Yesterday I tweeted an older post of mine which analyzed the likely strength of Hodgson India Pale Ale, the beer which launched the India pale genre and whose reverberations live with us to this day. I argued that in 1850, Abbott’s East India Pale Ale, successor to Hodgson’s ditto made in the same brewery, had a gravity designed to deliver 8-9% abv and maybe more. Given the country pale ale origins of the style, this is not surprising albeit the IPA style evolved later to a mean of 6-7% abv.

That mid-1800s strong Hodgson’s/Abbott’s East India Pale Ale fetched about the highest price charged for beer in the 1800s, 60 s per barrel. These were the kind of beers mentioned by Wright as being vatted for one and two years. True, the ales seem not to have been aged in bulk (vs. trade casks or other smaller containers) as porter was, but the principle is the same: development of exotic fruit characters and some acidity from long keeping in wood.

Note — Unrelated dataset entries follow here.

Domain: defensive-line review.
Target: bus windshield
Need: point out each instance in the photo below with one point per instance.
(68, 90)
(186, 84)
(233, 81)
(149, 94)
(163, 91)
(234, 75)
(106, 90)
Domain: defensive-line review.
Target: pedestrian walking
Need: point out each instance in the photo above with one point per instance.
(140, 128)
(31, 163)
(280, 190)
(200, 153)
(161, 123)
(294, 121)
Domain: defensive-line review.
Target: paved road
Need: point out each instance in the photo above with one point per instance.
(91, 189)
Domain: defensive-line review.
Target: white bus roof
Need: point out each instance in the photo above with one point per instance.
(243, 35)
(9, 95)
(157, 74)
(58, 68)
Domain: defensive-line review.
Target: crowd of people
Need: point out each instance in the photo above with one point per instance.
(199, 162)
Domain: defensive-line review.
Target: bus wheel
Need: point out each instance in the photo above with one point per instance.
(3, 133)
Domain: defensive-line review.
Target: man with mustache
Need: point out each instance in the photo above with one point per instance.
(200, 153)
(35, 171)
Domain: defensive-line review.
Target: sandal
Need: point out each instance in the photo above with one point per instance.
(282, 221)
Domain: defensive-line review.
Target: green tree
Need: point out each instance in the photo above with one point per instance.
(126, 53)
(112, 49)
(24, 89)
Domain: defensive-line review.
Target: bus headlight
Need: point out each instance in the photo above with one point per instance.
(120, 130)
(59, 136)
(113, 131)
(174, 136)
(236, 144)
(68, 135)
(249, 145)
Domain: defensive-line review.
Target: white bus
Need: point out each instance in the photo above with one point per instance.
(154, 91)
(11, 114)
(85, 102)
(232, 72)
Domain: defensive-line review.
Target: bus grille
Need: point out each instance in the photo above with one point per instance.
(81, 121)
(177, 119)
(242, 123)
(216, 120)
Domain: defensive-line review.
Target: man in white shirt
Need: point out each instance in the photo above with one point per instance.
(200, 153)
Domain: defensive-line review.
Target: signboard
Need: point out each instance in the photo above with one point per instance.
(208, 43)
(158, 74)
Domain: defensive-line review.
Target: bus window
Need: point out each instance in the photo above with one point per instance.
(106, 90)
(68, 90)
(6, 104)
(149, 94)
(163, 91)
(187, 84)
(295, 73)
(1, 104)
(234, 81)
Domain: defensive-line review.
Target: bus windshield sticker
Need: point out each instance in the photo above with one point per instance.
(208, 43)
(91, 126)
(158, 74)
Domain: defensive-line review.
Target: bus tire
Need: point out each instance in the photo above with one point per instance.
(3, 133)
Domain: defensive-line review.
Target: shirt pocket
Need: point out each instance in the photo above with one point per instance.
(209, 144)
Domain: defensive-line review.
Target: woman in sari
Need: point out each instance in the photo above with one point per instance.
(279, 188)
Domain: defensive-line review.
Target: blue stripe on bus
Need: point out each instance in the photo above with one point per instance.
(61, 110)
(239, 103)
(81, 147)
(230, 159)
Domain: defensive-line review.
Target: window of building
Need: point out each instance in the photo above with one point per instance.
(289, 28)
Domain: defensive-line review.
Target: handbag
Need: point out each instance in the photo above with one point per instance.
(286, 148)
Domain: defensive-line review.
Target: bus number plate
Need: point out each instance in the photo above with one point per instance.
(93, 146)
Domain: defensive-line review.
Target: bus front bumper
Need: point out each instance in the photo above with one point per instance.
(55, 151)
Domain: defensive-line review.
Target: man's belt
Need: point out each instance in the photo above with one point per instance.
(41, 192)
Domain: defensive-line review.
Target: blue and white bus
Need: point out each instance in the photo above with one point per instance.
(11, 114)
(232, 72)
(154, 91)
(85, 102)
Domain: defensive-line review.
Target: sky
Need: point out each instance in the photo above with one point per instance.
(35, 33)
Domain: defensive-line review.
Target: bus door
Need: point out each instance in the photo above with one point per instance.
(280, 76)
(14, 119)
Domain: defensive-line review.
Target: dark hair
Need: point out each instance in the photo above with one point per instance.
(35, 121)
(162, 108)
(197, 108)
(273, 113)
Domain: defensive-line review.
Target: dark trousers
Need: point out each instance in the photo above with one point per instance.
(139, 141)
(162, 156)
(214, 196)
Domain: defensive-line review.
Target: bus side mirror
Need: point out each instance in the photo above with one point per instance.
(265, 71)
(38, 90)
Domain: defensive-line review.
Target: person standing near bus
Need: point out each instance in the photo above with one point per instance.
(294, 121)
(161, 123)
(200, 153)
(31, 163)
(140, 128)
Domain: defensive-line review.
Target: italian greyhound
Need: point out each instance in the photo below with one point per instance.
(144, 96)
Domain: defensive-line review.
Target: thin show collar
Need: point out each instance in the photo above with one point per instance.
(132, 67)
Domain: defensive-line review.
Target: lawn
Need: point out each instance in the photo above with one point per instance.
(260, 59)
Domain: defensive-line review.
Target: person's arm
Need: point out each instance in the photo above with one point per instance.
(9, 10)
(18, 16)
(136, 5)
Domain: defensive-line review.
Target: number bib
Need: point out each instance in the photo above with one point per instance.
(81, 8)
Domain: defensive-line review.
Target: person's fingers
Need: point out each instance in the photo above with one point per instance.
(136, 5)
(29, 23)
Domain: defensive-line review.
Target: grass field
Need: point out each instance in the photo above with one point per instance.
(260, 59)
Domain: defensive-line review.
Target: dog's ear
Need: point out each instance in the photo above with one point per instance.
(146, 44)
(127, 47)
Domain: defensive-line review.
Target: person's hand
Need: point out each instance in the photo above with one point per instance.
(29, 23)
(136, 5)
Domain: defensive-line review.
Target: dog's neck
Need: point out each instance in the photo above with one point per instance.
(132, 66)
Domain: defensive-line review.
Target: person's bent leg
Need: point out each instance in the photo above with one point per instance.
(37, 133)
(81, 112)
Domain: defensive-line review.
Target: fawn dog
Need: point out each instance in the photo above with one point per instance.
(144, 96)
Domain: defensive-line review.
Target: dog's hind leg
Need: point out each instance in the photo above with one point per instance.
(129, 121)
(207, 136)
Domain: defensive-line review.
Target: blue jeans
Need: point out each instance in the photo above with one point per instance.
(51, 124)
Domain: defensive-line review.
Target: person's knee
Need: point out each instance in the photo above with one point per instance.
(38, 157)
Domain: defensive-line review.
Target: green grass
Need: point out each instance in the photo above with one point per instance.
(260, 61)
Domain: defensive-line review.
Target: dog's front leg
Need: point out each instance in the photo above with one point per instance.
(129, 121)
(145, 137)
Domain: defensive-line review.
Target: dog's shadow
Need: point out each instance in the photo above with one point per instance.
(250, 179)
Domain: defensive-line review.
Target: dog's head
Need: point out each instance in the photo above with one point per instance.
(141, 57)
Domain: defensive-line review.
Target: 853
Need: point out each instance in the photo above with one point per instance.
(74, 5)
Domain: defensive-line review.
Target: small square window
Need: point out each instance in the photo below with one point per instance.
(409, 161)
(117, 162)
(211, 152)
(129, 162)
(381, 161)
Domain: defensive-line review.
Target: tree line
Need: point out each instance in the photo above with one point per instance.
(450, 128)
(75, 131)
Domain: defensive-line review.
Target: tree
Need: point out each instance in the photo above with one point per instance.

Wright doesn’t distinguish between porter, stout, pale ale, and old ale in his advice to vat the old-fashioned way. Any such beer could be long-aged provided only it had a high starting gravity and was brewed strong. In the Eltham brewing advertisement discussed in that earlier post of mine, and the Chilcott’s one in Bristol also referred to, beers of these different styles all had a top-end, and these were examples of Wright’s long-aged beers which developed this “ethereal” character. We know too sometimes brettanomyces was a result of long wood aging, which would add its own earthy or barnyard notes. A quick development of acidic beer would not have permitted the brett yeasts time to do their work.

How were strong were the old worts to be? Wright recommends as high as possible and at least 30 pounds per barrel, which is 1083 OG (390/360). This is exactly the range I calculated the Hodgson’s India beer c. 1850, producing alcohol of 8-9% abv, maybe more. Of course, the pale ales were attenuated lower than the ordinary ales meant to be aged, but still the general character discussed or implied by Wright would be the same, IMO: fruity, winy, port-like.

Final note: Wright offers no heroic/romantic explanation why vatting had largely dispappeared, nothing that is about changes in public taste. He explained it prosaically as the result of consolidation of the breweries and better financial management, i.e., to turn over the capital faster. Then why was porter long-aged in the 1700s? The brewers were hardly unsophisticated then. Alan Pryor has made a persuasive case in recent issues of the (U.K.) journal Brewery History that 1700s porter-brewers stored beer to maximize gains from favourable grain prices. When the cost of the input went up, they drew on their stocks rather than brew at a greater cost.

If he is right, what was different in the later 1800s? Perhaps grain and malt prices had stabilized by then. Or perhaps if they hadn’t, they became a relatively small part of the cost of brewing.